I struggle with this question.
I’ve struggled with it on a personal level at specific times in my life, due to experiences that formed me not-for-the-better. And more recently, as I’ve shared here in glimpses, I’ve struggled with it on a more global level as I grieve the mass atrocities and events of evil in our world’s present and far-off past. (I recently began a series exploring this struggle on another blog dedicated to just such questions.)
But we know we aren’t alone in struggling with this question. So many souls for so many ages have wrestled with it, too. The idea that “everything’s as it should be” has even turned many a soul from God.
It’s hard for us to fathom a God that allows suffering.
I’m not one for Sunday-school answers. They lack real heart and flesh. They’re impersonal, more interested in the answer itself than the struggle that provoked the question. And so I’m not going to give you any of those here.
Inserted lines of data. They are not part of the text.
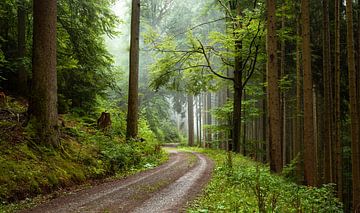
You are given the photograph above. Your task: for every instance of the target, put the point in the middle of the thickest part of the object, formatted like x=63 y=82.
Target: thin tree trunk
x=283 y=98
x=298 y=140
x=244 y=126
x=43 y=103
x=133 y=102
x=353 y=107
x=190 y=120
x=273 y=91
x=209 y=119
x=326 y=76
x=265 y=140
x=200 y=122
x=309 y=146
x=197 y=120
x=337 y=101
x=22 y=73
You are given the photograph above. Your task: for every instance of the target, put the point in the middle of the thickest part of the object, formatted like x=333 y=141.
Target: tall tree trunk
x=200 y=120
x=353 y=107
x=337 y=101
x=273 y=91
x=133 y=102
x=209 y=118
x=22 y=73
x=298 y=140
x=326 y=83
x=265 y=130
x=244 y=126
x=43 y=104
x=190 y=120
x=309 y=144
x=283 y=97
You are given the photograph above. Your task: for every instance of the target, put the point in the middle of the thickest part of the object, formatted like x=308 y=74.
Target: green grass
x=249 y=187
x=31 y=172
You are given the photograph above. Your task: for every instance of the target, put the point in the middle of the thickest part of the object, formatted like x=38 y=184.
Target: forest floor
x=166 y=188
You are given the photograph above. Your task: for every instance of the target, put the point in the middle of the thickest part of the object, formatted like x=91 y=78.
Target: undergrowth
x=249 y=186
x=28 y=168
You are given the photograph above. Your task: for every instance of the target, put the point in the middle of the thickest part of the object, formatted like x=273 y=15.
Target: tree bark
x=190 y=120
x=133 y=102
x=22 y=73
x=43 y=103
x=353 y=107
x=309 y=139
x=209 y=119
x=283 y=95
x=326 y=83
x=273 y=91
x=337 y=101
x=299 y=127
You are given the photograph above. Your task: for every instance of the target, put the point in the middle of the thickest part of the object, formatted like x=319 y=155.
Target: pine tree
x=43 y=103
x=273 y=91
x=133 y=102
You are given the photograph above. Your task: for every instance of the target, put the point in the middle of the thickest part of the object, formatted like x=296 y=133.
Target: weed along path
x=166 y=188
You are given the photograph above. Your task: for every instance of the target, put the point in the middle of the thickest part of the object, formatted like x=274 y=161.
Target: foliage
x=28 y=168
x=250 y=187
x=85 y=65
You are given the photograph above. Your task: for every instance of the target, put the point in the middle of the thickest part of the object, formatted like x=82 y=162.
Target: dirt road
x=166 y=188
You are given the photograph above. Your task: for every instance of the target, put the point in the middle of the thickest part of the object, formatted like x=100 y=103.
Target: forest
x=253 y=104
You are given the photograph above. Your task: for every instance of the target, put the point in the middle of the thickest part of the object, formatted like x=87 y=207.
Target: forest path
x=166 y=188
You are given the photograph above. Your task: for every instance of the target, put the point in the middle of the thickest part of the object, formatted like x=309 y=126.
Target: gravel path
x=166 y=188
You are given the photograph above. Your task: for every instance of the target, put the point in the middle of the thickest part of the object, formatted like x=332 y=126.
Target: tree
x=22 y=73
x=327 y=94
x=191 y=120
x=273 y=91
x=309 y=143
x=43 y=104
x=132 y=116
x=354 y=114
x=337 y=98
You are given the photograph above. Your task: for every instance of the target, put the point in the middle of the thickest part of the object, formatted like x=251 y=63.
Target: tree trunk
x=133 y=102
x=190 y=120
x=43 y=104
x=298 y=140
x=244 y=127
x=209 y=119
x=353 y=107
x=309 y=144
x=326 y=83
x=200 y=120
x=337 y=101
x=273 y=91
x=283 y=97
x=22 y=73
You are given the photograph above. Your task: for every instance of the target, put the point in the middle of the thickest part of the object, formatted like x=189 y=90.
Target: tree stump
x=104 y=122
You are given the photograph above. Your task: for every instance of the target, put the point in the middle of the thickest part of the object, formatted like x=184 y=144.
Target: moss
x=28 y=168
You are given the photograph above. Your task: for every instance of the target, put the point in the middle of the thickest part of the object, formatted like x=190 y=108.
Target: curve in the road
x=165 y=188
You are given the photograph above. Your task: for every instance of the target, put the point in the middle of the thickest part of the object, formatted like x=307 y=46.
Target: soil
x=166 y=188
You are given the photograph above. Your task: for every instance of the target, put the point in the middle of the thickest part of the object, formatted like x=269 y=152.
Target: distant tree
x=22 y=73
x=190 y=120
x=273 y=90
x=327 y=94
x=354 y=109
x=43 y=104
x=337 y=100
x=309 y=142
x=133 y=103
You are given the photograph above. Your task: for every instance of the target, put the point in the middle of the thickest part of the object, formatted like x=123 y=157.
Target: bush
x=248 y=186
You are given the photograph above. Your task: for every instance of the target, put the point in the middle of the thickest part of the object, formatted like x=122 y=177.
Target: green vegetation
x=28 y=168
x=250 y=187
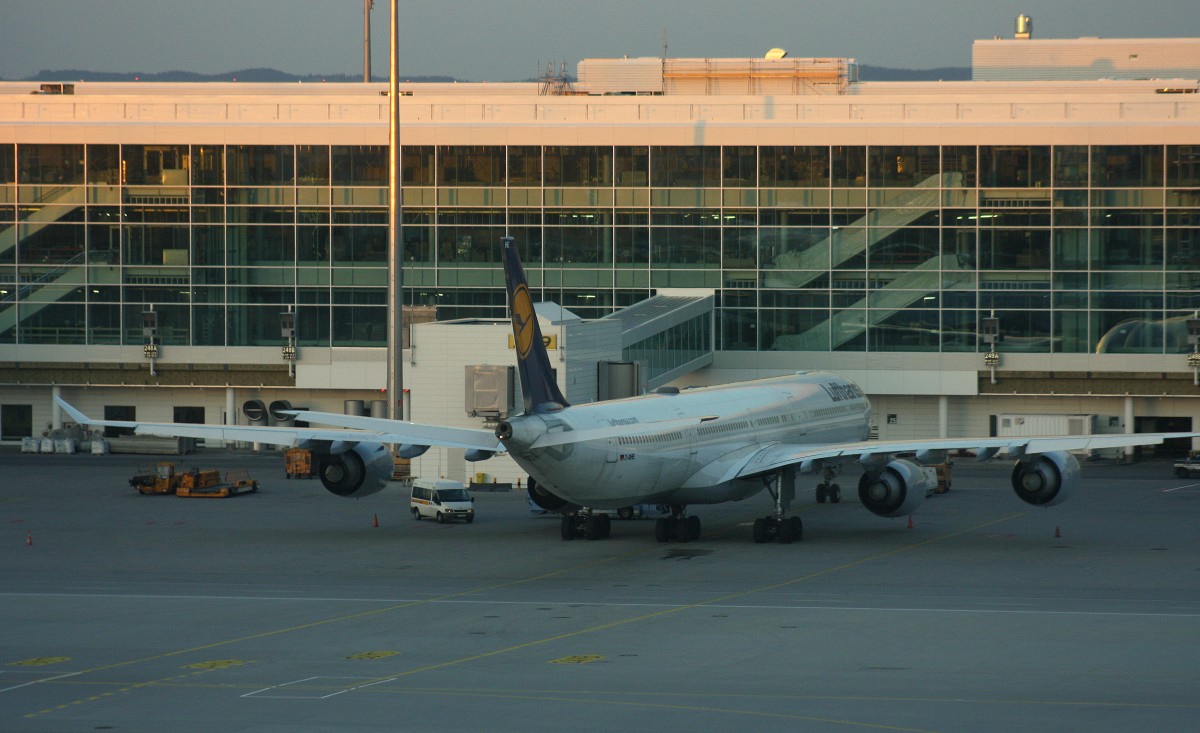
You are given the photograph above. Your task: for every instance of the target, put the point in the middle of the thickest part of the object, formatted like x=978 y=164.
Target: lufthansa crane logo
x=522 y=320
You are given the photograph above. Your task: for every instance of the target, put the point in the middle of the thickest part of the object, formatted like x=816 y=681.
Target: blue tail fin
x=538 y=383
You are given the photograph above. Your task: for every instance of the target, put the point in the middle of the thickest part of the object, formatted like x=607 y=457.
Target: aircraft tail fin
x=538 y=383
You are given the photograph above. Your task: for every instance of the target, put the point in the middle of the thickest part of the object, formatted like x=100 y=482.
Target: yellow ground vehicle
x=298 y=463
x=208 y=484
x=167 y=479
x=160 y=479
What I am going to do is explore the question. With you. Out loud. Over the course of several installments.
I’ll seek to make this exploration as human as I can — to put real flesh and faces on it. My sense is that this exploration of suffering will include stories of my own and how my understanding of those stories has developed over time. My sense is that it will also include ways of thinking about pain and suffering that are not, in myself, fully formed yet.
But since this is a space called Still Forming, that’s quite appropriate here, isn’t it?
What questions or struggles related to pain and suffering do you have that we might explore as we go?